Depois de te deixar ali naquele ponto, depois de sentir teu abraço grande, quente, envolvente, teu beijo que tanto se encaixou no meu perfeitamente, depois de criar um elo intenso, ainda que rápido, em que não era preciso dizer muita coisa, apenas sorrir e deixar o ensurdecedor silêncio gritar, sobretudo dentro do peito, depois de tudo isso, que durou cronologicamente tão pouco, voltei, naquele dia nublado e frio, por aquela rua cinza cheia de prédios. Segui por toda sua extensão, cruzando todas as vias e bairros, um tanto sem rumo, agora num silêncio mudo. Eu não tive tempo de dizer o quanto odeio despedidas. E o quanto uma parte minha eu deixei com você, talvez para que sempre se lembre, ou talvez para que, num dia de verão ou inverno, ou tarde de primavera ou outono, aqui, aos pés do Redentor, ou no Ibirapuera ou num ponto da Paulista, a saudade possa nos reaproximar e trazer você de volta – e eu de ida.

Como eu ia dizendo, voltei por aquela rua, cheiro do mar tão próximo, que de tão perto intensificava ainda mais o frio, entupida de pessoas que não se viam, estavam todas elas ocupadas com seus compromissos diários, correndo feito loucas desvairadas para dar conta do que estranhamente chamam de vida. Eu perdido caminhava por aquela rua, que não me cabia, mas era a que eu sabia que me levaria daquele bairro que não mais te hospedava, porque você partira, e me partira com sua ida. Ainda mais longe de ti era onde me encontrava contigo, nas lembranças recentes dos dias que esteve ao meu lado.

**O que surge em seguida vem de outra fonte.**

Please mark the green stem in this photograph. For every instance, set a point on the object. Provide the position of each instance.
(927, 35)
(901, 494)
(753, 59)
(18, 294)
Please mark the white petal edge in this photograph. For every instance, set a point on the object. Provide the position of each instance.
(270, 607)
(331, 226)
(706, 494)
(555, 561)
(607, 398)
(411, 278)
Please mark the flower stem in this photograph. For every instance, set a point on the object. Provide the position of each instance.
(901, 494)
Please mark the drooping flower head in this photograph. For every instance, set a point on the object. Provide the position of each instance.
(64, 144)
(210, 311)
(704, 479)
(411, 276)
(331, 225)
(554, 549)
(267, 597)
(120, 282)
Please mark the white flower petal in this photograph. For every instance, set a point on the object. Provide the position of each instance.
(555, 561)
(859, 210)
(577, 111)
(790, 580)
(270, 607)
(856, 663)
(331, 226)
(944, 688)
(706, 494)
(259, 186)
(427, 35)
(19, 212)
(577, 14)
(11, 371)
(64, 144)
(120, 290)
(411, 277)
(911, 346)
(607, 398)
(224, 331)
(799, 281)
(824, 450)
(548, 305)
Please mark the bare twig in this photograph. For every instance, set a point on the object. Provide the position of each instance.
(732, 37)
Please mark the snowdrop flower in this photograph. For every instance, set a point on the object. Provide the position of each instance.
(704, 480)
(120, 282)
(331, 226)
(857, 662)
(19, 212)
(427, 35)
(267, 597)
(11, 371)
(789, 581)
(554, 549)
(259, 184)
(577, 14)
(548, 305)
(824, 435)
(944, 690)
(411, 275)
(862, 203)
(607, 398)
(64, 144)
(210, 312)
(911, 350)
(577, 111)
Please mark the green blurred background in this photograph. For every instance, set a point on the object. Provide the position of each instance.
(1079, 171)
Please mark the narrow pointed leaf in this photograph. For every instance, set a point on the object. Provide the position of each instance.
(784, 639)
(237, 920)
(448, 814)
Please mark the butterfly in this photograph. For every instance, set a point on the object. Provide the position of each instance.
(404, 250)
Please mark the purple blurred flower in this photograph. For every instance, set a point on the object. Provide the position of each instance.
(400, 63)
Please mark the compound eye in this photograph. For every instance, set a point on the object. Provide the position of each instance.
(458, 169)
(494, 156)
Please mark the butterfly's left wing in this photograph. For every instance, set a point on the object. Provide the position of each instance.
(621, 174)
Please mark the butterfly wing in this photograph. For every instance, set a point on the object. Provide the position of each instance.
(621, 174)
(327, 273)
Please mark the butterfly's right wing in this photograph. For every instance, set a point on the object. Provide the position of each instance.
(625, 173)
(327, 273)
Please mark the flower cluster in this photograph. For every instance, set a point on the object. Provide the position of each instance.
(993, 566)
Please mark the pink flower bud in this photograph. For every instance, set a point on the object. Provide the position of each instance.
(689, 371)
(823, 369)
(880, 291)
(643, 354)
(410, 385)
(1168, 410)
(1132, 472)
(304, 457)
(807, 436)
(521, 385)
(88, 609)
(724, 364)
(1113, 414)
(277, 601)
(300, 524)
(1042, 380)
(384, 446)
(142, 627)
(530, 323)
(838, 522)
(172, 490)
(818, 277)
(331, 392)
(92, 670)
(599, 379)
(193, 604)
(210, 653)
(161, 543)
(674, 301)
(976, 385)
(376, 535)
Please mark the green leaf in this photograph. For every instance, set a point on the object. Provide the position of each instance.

Naquela rua, eu constatava, não sem tristeza, que amei perdidamente a hipótese de ter te amado e que daria tudo, tudinho, para que estivesse no aqui-agora. Só hoje eu já te quis mais de mil vezes. E mais de duas mil vezes não te tive.

Ainda naquela rua, passei pela minha cafeteria preferida, pensei em tomar um café bem quente, com toque de baunilha e flor de sal, acompanhado de um bolo, um bolo qualquer, não importa de quê, mas tomar café seria tirar teu gosto, e eu não queria tirar o gosto do teu beijo da minha boca; queria te deixar um pouco mais comigo, o quanto eu aguentasse, até o momento que se fundisse e, de tal modo, não mais conseguisse esquecer teu sabor, nem teu cheiro, nem você. Continuei por aquela estrada e, no caminho, comprei uma rosa vermelha, aquela que covardemente não comprei quando fui te encontrar, para que ela lembrasse você na minha cabeceira. Tempos difíceis esses em que temos medo ou vergonha de demonstrar nossos sentimentos. Talvez por isso que algumas pessoas escrevem.

Pois escrevo para você, dizendo assim: já estou com saudade, e não é hipérbole ou carência, é saudade mesmo, aquela que só a língua portuguesa tem. E é tão urgente o que digo que não sei mais se escrevo este texto ou se ele me escreve. Ainda que não me entenda, apenas saiba de uma coisa: te quero bem, te quero tanto, e igualmente te quero mais uma vez, aqui, pela curvas de uma orla que se assemelham às suas curvas, ou aí, na agitação de uma cidade que se parece com a nossa, ou no entre. É porque se ainda vigora o que canta a poesia, que não existe amor em SP, provavelmente também não exista no RJ, mas de certo que pode acontecer no meio do caminho entre mim e você.